When making a wine kit from concentrate you will often add the bentonite on the first day. This happens for a few reasons. The betontite is used as a nucleation sites for the removal of CO2. Additionally, the bentonite is moved all around the wine by the CO2 and thus less can be used more efficiently in a shorter time period.

Sounds optional to me. It's generally a clarifier, so if you have super cloudy mead in a few months, you might want to look into it. I just put sparkolloid (a different fining agent) into my 6 month old cloudy OB mead and it cleared overnight. Woohoo!

wayneb
06-03-2007, 11:46 PM
Bentonite is actually a granular clay that swells when added to water, giving it a density just slightly higher than the water itself. It is also negatively charged, so things that are positively charged tend to stick to it. Thus, it is good for clarifying some wines - it helps to pull down out of suspension the dormant yeast cells that can otherwise hang there for weeks to months.

But the very thing that causes it to work so well in fining still wines also makes it useful in keeping active yeast cells in suspension during primary fermentation.
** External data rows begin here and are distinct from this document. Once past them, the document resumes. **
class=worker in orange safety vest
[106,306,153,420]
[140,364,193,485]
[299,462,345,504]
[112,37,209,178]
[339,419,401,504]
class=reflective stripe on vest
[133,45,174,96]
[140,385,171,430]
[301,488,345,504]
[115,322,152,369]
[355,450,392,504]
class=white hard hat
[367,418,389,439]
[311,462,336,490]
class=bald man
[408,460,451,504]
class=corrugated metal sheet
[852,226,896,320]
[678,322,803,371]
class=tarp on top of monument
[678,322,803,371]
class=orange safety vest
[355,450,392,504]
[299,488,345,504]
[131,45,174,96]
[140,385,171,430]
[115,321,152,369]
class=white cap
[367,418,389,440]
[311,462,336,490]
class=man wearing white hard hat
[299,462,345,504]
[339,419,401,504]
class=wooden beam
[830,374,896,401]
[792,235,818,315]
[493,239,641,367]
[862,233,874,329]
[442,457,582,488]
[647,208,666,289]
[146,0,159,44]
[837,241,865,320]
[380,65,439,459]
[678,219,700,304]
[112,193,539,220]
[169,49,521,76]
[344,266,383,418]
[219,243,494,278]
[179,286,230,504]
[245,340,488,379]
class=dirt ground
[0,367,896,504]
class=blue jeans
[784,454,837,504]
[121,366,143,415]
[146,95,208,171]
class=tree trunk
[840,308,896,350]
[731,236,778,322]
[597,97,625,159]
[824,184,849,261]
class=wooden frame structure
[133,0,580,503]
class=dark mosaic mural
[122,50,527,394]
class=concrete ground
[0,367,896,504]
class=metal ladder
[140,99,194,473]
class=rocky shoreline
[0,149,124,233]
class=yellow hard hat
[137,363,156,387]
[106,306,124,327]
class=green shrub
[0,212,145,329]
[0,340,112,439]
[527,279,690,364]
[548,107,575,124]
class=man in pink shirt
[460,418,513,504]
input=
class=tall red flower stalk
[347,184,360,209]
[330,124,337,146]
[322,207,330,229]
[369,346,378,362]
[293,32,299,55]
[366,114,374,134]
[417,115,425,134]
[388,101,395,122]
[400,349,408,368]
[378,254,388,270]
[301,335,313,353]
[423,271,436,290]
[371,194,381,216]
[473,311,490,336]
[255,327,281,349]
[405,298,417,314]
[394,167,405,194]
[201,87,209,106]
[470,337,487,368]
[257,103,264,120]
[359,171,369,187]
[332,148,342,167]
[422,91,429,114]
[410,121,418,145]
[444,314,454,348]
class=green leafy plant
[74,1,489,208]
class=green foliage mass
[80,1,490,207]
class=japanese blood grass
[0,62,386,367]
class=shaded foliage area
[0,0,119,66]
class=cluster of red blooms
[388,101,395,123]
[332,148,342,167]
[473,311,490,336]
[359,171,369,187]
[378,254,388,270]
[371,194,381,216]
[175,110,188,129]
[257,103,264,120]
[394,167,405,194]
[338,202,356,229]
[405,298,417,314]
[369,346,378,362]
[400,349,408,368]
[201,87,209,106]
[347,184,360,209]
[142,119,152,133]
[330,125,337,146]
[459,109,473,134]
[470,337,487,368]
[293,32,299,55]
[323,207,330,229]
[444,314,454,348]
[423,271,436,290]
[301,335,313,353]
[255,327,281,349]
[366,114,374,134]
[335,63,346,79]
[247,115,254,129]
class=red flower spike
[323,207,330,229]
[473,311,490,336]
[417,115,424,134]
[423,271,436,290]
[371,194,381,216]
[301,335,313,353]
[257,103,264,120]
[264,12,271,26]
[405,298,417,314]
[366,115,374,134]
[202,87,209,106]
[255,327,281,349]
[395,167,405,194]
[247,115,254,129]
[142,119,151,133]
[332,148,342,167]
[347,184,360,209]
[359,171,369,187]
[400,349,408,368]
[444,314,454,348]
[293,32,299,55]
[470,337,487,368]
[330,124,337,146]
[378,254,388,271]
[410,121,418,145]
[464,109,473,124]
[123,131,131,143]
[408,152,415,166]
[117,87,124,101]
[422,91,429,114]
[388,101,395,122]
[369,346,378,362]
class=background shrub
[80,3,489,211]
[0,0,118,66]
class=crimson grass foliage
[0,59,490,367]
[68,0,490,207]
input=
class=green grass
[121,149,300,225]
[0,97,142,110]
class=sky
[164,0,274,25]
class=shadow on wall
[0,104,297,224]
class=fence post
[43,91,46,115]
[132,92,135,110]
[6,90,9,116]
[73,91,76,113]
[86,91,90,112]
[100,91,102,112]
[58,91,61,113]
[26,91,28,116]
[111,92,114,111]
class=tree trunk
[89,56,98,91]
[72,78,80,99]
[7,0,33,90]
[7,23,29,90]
The yeast sticks to a bentonite particle, but the particle also acts as a sharp break from the liquid in the must, so when the yeast gives off CO2, rather than the gas all going into solution in the must, some of it forms a little bubble that also sticks to the bentonite particle. That gas bubble rises to the surface of the must, taking the yeast and bentonite particle with it. This happens over and over, tending to keep more active yeast in suspension through the entire primary fermentation. Thus the yeast is exposed to more must (and more sugar) and so fermentation proceeds more rapidly.

So bentonite is optional in primary fermentation, but it really does help to speed things along. I'm a recent convert to bentonite in primary, but I can tell you that it really does work.

But be careful - some forms of bentonite need to be hydrated in boiling water and then allowed to soak in that water for 24 hrs before you add it to the must. Just adding that kind of bentonite dry will do little, if anything, to improve your fermentation.

WhiskeyPriest
06-04-2007, 09:59 AM
I saw that on my can of Riesling concentrate, and I thought it strange to add bentonite to primary. I had used it before after secondary to clarify. And it did a great job at that! I think I might give it a try in primary sometime. maybe in cooler months...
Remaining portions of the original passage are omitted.